Coal is still one of the most commonly used fossil fuels in parts of Europe, yet it’s also one of the most pernicious. Each coal-fuelled power plant releases millions of tons of CO2 into the atmosphere, thereby worsening climate change. The burning of coal is also responsible for constant air pollution in countries like Poland.
But science can come to the rescue. Researchers at the National Resources Research Institute at the University of Minnesota Duluth have devised a type of solid biofuel, which boasts the high energy efficiency of coal but without the polluting side-effects. Better yet: it can be made from agricultural waste, which means that it could serve as a clean and green energy source for powering homes and offices.
The burning of this coal-like biofuel comes without heavy metal pollutants and with reduced sulfur levels. “As an added benefit, the biomass feedstock can be invasive plants, woody and agricultural waste, secondary wood species, and beetle-killed wood resources,” the researchers explain, adding the envision this biofuel “to be a supplement to fossil coal that helps reduce harmful coal emissions … at existing power and industrial plants.”
As an added benefit, the new type of solid biofuel can be produced within a few short hours. “If you think about how Mother Nature made fossil coal, it’s time, pressure and heat,” a member of the research team, Tim Hagen, explains. “We’re doing those same processes, but instead of millions of years, we’re doing it in a few hours. And because minerals don’t get into the mix, we don’t have those potential pollutants.”

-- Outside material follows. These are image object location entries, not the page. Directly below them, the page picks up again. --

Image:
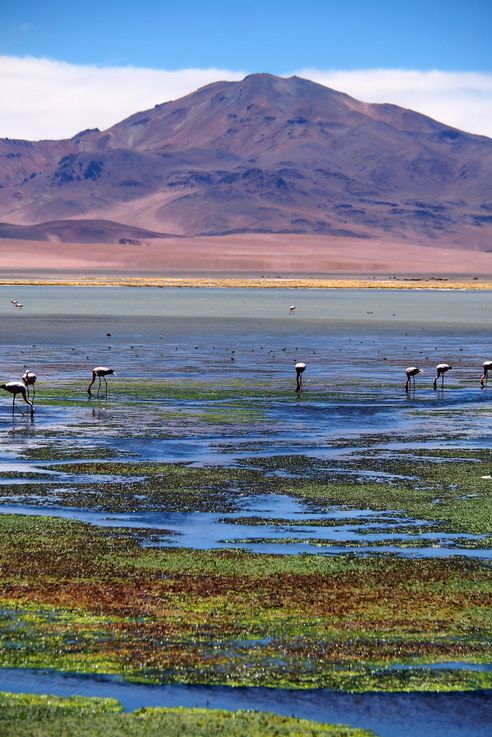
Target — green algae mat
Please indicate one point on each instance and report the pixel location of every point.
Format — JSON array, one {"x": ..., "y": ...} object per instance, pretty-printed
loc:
[
  {"x": 75, "y": 597},
  {"x": 50, "y": 716}
]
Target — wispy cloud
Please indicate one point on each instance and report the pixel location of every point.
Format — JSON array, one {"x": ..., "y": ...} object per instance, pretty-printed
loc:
[{"x": 42, "y": 98}]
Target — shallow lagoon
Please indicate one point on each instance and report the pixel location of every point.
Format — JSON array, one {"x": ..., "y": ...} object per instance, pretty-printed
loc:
[{"x": 205, "y": 378}]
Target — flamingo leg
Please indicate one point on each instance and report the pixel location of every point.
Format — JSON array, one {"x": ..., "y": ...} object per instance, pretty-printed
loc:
[{"x": 16, "y": 405}]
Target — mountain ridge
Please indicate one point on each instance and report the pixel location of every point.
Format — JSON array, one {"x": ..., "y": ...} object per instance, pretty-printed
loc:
[{"x": 264, "y": 155}]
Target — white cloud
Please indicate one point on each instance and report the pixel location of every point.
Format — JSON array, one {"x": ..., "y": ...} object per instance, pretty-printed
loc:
[
  {"x": 459, "y": 99},
  {"x": 42, "y": 98}
]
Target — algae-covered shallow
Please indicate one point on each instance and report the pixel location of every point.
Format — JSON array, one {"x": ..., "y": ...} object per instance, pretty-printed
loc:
[
  {"x": 52, "y": 716},
  {"x": 202, "y": 446},
  {"x": 81, "y": 598}
]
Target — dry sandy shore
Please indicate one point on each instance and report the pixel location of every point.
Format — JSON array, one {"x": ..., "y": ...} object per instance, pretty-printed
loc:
[
  {"x": 257, "y": 260},
  {"x": 285, "y": 282}
]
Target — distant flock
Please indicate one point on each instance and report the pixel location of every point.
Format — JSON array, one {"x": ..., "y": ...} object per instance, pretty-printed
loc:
[{"x": 26, "y": 387}]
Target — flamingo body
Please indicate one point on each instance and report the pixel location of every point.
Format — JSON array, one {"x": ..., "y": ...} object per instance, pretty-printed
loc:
[
  {"x": 29, "y": 379},
  {"x": 487, "y": 366},
  {"x": 99, "y": 372},
  {"x": 411, "y": 373},
  {"x": 15, "y": 388},
  {"x": 300, "y": 368}
]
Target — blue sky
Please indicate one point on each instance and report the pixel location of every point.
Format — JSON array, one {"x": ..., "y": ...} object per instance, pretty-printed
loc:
[
  {"x": 66, "y": 66},
  {"x": 269, "y": 36}
]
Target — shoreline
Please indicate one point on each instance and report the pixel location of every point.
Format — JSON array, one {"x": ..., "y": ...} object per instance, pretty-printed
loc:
[{"x": 280, "y": 282}]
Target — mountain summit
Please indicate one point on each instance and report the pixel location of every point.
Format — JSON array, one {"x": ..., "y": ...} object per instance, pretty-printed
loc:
[{"x": 268, "y": 155}]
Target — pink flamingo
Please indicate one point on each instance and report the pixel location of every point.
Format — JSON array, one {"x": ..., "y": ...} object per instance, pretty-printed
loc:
[
  {"x": 15, "y": 388},
  {"x": 300, "y": 368},
  {"x": 487, "y": 366},
  {"x": 100, "y": 372},
  {"x": 411, "y": 373},
  {"x": 29, "y": 379}
]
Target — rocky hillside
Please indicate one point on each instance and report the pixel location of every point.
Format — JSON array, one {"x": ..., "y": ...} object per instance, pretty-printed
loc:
[{"x": 264, "y": 155}]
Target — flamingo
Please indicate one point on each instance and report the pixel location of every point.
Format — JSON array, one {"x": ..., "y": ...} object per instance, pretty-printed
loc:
[
  {"x": 100, "y": 372},
  {"x": 29, "y": 379},
  {"x": 441, "y": 369},
  {"x": 411, "y": 373},
  {"x": 300, "y": 368},
  {"x": 487, "y": 366},
  {"x": 15, "y": 388}
]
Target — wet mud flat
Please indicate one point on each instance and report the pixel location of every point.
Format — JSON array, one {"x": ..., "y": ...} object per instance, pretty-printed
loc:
[{"x": 204, "y": 524}]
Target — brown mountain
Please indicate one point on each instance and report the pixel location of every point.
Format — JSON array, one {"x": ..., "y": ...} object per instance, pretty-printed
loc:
[{"x": 264, "y": 155}]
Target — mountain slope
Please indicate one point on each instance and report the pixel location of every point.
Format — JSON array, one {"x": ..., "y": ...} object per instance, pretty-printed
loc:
[{"x": 268, "y": 155}]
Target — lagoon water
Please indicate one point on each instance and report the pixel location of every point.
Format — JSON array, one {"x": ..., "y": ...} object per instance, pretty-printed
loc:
[{"x": 356, "y": 344}]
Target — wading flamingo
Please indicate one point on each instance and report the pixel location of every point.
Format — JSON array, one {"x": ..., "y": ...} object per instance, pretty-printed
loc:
[
  {"x": 100, "y": 372},
  {"x": 15, "y": 388},
  {"x": 487, "y": 366},
  {"x": 441, "y": 369},
  {"x": 29, "y": 379},
  {"x": 411, "y": 373},
  {"x": 300, "y": 368}
]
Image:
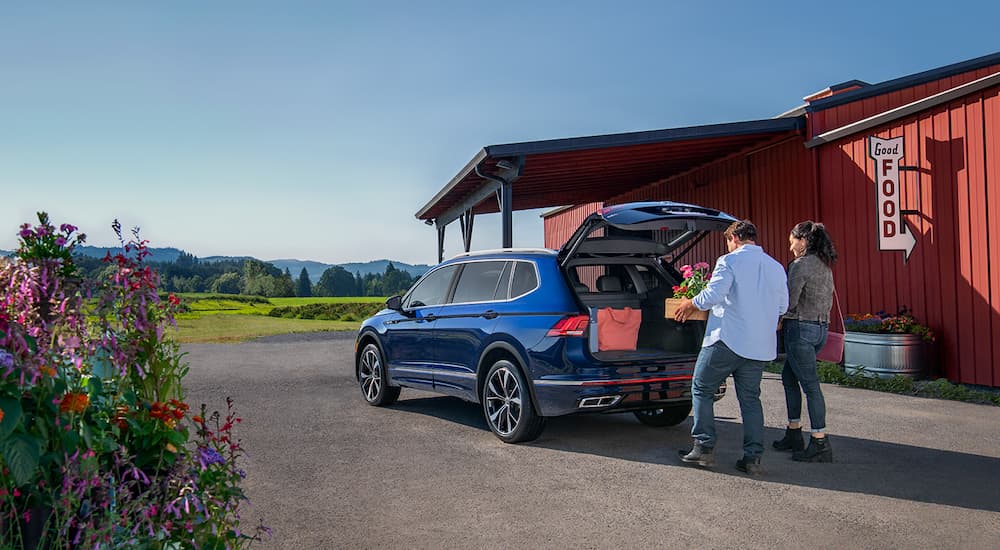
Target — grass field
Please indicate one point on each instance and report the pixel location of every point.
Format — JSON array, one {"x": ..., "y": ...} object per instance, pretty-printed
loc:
[
  {"x": 220, "y": 318},
  {"x": 240, "y": 328}
]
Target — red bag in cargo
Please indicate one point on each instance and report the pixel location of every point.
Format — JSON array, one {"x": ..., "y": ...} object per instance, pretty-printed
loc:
[{"x": 618, "y": 329}]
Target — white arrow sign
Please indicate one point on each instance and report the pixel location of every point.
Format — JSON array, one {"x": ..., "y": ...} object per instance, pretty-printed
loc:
[{"x": 893, "y": 232}]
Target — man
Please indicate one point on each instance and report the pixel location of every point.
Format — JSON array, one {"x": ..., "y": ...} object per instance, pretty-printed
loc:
[{"x": 747, "y": 295}]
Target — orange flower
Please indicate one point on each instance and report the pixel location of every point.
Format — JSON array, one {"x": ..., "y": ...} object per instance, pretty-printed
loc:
[{"x": 74, "y": 402}]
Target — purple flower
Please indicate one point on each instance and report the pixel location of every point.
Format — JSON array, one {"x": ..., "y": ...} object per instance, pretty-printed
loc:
[{"x": 208, "y": 455}]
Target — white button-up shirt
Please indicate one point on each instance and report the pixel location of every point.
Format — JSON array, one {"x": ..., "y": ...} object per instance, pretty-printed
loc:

The team of researchers already had a trial run of their “instant coal” biofuel at a electric plant Portland, where.they replaced fossil coal with 3,500 tons of biofuel, which required only a few minor tweaks with the mechanics. The biofuel preformed amazingly well and will thus be suitable for use on a commercial scale sometime soon. The research center’s lab is already producing up to 6 tons of the biofuel.

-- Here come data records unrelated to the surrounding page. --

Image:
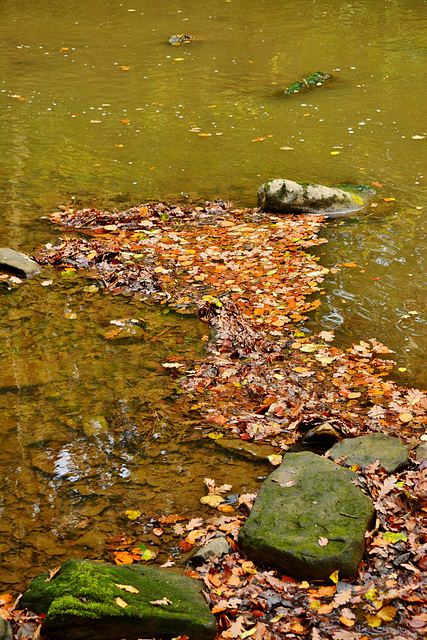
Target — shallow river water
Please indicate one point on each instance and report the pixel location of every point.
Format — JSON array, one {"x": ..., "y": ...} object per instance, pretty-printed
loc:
[{"x": 96, "y": 107}]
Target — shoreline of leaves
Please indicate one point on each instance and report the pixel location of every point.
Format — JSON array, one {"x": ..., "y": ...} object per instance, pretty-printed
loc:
[{"x": 261, "y": 379}]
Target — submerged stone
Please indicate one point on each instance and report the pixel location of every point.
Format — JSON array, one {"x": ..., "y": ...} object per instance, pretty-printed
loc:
[
  {"x": 286, "y": 196},
  {"x": 6, "y": 632},
  {"x": 250, "y": 450},
  {"x": 315, "y": 80},
  {"x": 18, "y": 262},
  {"x": 92, "y": 601},
  {"x": 308, "y": 520},
  {"x": 364, "y": 450}
]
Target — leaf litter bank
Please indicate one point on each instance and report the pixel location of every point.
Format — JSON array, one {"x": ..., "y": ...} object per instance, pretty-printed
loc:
[{"x": 248, "y": 275}]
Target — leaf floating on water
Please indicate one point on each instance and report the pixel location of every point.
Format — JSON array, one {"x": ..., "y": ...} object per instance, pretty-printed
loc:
[
  {"x": 172, "y": 365},
  {"x": 127, "y": 587},
  {"x": 132, "y": 514},
  {"x": 123, "y": 557},
  {"x": 121, "y": 603},
  {"x": 163, "y": 601}
]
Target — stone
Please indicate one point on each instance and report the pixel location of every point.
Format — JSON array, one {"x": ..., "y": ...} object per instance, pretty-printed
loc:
[
  {"x": 307, "y": 500},
  {"x": 286, "y": 196},
  {"x": 364, "y": 450},
  {"x": 6, "y": 631},
  {"x": 421, "y": 451},
  {"x": 19, "y": 262},
  {"x": 84, "y": 602},
  {"x": 217, "y": 547},
  {"x": 315, "y": 80},
  {"x": 249, "y": 450},
  {"x": 95, "y": 425}
]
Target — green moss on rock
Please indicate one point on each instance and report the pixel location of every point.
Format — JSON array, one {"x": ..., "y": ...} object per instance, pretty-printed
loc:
[
  {"x": 316, "y": 79},
  {"x": 307, "y": 498},
  {"x": 80, "y": 602}
]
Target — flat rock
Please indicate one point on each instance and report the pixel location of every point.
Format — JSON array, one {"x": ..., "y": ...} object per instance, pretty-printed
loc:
[
  {"x": 6, "y": 632},
  {"x": 19, "y": 262},
  {"x": 84, "y": 602},
  {"x": 307, "y": 500},
  {"x": 249, "y": 450},
  {"x": 364, "y": 450},
  {"x": 286, "y": 196},
  {"x": 217, "y": 547}
]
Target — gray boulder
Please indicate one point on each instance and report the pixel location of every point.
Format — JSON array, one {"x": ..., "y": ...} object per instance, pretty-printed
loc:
[
  {"x": 96, "y": 600},
  {"x": 364, "y": 450},
  {"x": 308, "y": 520},
  {"x": 286, "y": 196},
  {"x": 215, "y": 548},
  {"x": 6, "y": 632},
  {"x": 18, "y": 262}
]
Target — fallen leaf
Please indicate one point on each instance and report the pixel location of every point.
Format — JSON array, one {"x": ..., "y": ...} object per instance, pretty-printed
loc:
[
  {"x": 127, "y": 587},
  {"x": 163, "y": 601},
  {"x": 132, "y": 514},
  {"x": 121, "y": 603}
]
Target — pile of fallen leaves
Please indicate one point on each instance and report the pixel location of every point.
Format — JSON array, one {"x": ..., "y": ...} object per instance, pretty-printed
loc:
[{"x": 249, "y": 276}]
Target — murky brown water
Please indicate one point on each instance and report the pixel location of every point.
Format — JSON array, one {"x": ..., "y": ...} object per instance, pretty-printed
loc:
[{"x": 97, "y": 107}]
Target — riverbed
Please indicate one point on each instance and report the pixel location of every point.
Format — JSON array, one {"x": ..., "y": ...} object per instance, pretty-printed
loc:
[{"x": 97, "y": 108}]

The solid briquettes of biofuel are manufactured in a way similar to roasting coffee in a process known as torrefaction: raw biomass is dried and heated up to 249°C in a low-oxygen atmosphere. It is then compressed. “Maybe you like light roast coffee, it’s not as concentrated… or you can take it further and have a dark roast coffee. We can do the same thing here,” one of the researchers explains. The biofuel can also be produced in another process known as hydrothermal carbonization.